Pretty good investing...............and the massive size of the fund should continue to offer them outstanding opportunities in the future.


----------



## cardhu (May 26, 2009)

Jaberwock said:


> Has anybody calculated what return would be needed in a private investment to match the value of the payout from the CPP?


A little less than 2% real return ... (assuming 40 years of investment, from age 25 to 65, and a life expectancy of 95) ... pretty easy to beat, but its really an apples and oranges comparison ... 
•	the CPP payout is guaranteed, private investment is not
•	the CPP payout will continue as long as you live ... private investment might not
•	the CPP payout is a die-broke model ... aside from limited survivor benefits, it ends when you end ... private investment could have significant value remaining if you die before its all used up.

An expanded CPP has public policy appeal in that it would take better care of those who, for whatever reason, do not take care of themselves ... but for people with the discipline and aptitude to do it themselves without screwing up, an expanded CPP offers little. 



Daniel A said:


> in the first 30 years contributing I paid less than 18,000.00 into the plan then in the last nine years paid as much as the previous 30 years.


Simple inflation accounts for a big chunk of that …contribution rates did increase, but not by that much. 



Daniel A said:


> ...70,806.00 for the total.
> Clearly I won't need to collect for many years to have a great benefit.


This ignores inflation ... if you measure those contributions in 2012 dollars, the combined total may (will) look somewhat different. 



sags said:


> When I retired I was earning 30 times my early wages..........so in today's dollars, a person earning $20 per hour to start would have to be earning $600 per hour at retirement to be the same.

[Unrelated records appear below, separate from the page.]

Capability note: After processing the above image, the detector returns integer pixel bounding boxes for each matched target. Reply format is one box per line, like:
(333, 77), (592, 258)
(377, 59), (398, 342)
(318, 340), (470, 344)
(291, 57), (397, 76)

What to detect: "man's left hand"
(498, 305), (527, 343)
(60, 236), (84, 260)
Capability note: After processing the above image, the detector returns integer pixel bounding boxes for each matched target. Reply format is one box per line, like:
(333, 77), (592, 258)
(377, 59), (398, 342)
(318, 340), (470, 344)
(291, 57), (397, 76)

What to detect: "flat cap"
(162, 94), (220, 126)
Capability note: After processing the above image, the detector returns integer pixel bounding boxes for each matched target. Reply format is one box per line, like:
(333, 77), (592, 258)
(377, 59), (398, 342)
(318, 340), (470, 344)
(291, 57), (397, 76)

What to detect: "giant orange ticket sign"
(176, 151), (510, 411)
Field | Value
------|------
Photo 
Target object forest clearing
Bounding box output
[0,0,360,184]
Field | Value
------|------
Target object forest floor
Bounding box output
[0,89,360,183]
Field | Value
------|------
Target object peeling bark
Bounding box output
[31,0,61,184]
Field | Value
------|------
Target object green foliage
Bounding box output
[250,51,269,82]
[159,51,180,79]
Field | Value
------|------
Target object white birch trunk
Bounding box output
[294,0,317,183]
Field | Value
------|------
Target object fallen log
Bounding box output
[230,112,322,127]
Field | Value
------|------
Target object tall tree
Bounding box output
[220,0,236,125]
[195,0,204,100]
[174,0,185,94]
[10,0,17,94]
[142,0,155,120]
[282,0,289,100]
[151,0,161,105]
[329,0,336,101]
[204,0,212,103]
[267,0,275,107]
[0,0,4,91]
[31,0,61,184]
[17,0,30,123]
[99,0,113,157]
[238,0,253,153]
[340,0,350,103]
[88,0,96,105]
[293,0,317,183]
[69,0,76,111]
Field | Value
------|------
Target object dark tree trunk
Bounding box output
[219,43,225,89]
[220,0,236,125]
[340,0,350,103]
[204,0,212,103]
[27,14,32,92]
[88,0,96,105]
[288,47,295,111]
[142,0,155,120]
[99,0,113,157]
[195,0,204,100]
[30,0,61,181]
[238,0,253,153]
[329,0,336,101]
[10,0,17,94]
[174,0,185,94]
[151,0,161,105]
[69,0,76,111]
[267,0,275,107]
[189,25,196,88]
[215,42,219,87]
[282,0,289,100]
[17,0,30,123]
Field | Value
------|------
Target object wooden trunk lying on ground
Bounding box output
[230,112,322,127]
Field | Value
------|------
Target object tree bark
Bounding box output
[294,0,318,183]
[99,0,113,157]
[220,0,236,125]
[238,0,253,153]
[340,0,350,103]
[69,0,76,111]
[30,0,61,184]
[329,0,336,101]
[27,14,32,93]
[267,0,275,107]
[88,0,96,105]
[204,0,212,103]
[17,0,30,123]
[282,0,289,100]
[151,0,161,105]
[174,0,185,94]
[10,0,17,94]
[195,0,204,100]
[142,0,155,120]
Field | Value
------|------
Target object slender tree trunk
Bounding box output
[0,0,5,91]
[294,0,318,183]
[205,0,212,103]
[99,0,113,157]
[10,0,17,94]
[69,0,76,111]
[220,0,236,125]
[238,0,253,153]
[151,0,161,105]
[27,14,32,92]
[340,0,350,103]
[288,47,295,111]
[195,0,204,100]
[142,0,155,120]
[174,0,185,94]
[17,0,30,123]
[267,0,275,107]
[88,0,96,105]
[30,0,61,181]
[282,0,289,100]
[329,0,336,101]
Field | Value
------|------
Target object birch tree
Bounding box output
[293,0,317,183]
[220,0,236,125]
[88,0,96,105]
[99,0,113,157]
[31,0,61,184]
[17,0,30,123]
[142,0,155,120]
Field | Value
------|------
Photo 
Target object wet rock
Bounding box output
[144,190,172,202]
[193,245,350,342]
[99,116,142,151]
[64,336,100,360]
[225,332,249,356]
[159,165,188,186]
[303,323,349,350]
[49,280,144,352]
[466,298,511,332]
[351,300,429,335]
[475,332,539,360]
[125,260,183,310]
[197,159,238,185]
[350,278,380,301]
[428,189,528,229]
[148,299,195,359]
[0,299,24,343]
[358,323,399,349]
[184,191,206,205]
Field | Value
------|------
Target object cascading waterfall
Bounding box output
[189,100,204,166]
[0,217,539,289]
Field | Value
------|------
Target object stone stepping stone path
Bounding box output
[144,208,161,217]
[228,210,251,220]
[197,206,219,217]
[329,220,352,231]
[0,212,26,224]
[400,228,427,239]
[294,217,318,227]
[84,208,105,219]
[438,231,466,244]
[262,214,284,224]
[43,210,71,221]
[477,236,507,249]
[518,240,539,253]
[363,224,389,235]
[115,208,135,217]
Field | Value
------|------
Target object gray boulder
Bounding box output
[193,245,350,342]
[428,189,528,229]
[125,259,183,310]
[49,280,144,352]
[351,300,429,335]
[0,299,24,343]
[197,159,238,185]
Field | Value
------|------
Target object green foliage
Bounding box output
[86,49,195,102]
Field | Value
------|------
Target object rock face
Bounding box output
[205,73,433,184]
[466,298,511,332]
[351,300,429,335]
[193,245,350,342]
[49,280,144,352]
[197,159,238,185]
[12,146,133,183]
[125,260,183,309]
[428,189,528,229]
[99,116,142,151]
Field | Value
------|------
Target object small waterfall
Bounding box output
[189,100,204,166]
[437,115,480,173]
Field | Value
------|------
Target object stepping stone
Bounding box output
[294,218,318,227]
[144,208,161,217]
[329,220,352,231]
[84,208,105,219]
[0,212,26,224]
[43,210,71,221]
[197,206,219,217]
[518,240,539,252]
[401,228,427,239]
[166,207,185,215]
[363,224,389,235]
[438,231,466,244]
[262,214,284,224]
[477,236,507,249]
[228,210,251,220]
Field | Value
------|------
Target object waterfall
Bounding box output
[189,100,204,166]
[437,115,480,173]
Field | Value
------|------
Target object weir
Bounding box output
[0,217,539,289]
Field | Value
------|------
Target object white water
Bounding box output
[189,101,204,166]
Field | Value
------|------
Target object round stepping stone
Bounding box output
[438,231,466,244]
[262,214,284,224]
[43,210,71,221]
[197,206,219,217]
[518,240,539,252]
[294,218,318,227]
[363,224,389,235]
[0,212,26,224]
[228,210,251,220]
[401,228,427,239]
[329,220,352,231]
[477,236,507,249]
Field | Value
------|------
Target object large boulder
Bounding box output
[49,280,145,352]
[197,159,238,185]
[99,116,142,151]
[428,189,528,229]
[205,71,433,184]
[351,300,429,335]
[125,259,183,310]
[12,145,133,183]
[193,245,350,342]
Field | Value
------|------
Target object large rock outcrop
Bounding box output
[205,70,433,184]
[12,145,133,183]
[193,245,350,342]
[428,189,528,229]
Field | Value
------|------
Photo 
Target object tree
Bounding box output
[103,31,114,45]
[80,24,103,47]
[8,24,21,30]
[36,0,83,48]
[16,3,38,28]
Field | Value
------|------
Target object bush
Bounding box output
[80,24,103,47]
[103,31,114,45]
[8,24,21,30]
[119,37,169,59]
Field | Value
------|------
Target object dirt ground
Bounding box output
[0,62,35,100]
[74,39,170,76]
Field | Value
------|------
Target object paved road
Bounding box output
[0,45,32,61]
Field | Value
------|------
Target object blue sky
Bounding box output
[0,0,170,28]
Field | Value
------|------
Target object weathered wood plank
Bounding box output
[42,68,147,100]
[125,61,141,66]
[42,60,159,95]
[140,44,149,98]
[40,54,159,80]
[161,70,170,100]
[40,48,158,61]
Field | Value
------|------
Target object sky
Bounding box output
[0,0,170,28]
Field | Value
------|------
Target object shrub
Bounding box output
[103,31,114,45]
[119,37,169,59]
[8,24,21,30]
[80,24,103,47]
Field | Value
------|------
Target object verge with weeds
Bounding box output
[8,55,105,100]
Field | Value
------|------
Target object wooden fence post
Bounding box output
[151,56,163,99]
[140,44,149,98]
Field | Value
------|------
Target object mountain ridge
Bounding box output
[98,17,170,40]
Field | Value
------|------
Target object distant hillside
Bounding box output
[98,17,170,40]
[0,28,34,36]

They’d only need to be earning $600 per hour if they experience the same double-digit inflation that you did ... that’s not very likely ... in real terms, your final salary was likely nowhere near 30 times your early wages ... perhaps more like 5 times? ... that’s not beyond the realm of possibility, going forward.


----------



## dubmac (Jan 9, 2011)

http://www.vancouversun.com/business/pensions/index.html - some great spredsheets on annuities etc, 
interesting link above...especially the retirement planner - http://www.vancouversun.com/business/tools/retirementplanner/index.html

if anyone need more resources for prediciting the costs involved in retirement.


----------